For two years, Democrats heralded Rosenstein as essential to supervising the Russia investigation. They pledged to resist any effort to remove or fire him before a conclusion was reached. Rosenstein could confirm critical facts raised by Barr, who testified that Mueller refused to identify grand jury information to allow for a rapid release of the report. Barr said he and Rosenstein, who both oversee Mueller, requested he do so, and the refusal of Mueller delayed the release. Likewise, Rosenstein can confirm both he and Barr told Mueller there was no policy preventing him from reaching a conclusion on obstruction, and also even encouraged him to reach one.

Yet, Rosenstein is now being publicly dehabilitated. I have raised concerns about his conflict as a key witness to the obstruction allegations. For two years, Democrats dismissed such concerns. Yet, after he decided there was no evidence to support an obstruction charge, Democrats suddenly raised his conflict of interest. Senator Kamala Harris confronted Barr in his Senate hearing over the “appropriateness” of Rosenstein “being a part of making a charging decision on an investigation which he is also a witness in.” She demanded to know the ethical basis for his role, a concern that conveniently eluded Harris and her colleagues the previous two years.

The problem for Congress here is that federal courts expect some tonal coherence in legal arguments.

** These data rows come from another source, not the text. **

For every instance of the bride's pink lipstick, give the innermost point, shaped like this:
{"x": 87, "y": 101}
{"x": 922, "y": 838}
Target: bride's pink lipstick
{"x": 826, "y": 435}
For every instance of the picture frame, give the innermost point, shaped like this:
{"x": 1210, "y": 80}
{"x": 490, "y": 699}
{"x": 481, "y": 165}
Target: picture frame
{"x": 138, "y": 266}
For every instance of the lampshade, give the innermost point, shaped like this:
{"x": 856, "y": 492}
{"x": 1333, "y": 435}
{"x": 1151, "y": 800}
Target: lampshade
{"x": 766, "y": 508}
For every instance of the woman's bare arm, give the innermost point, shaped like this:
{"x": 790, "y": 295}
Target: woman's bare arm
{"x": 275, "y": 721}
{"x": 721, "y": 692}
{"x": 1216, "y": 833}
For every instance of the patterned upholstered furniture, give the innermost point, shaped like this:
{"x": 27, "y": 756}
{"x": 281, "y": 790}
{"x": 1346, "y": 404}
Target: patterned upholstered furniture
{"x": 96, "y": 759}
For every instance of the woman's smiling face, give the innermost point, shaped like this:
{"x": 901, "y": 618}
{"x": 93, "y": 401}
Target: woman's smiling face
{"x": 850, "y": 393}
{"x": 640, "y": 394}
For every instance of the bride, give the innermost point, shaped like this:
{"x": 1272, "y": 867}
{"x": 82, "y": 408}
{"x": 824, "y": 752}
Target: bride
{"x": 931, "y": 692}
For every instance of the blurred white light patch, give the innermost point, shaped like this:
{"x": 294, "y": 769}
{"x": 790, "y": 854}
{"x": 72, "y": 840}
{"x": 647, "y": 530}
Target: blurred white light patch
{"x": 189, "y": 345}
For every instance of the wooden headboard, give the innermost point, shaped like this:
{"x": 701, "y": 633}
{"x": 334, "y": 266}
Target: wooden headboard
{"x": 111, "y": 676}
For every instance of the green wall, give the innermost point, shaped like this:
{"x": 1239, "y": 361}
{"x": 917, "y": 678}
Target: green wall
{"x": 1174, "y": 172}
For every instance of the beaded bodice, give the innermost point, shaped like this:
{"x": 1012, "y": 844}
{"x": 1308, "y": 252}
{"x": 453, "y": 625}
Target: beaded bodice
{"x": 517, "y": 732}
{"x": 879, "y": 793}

From a constitutional standpoint, none of this looks like a plausible effort to build an impeachment case during the limited time before the 2020 election. Indeed, lawmakers have denied this is an impeachment effort and leave their actions viewed as disconnected oversight challenges. It increasingly looks like investigation for the sake of investigation. Their claims are notes without harmony. The Encyclopedia Britannica concludes that “atonality proved unable to sustain large scale musical events.” The same is true for large scale constitutional events.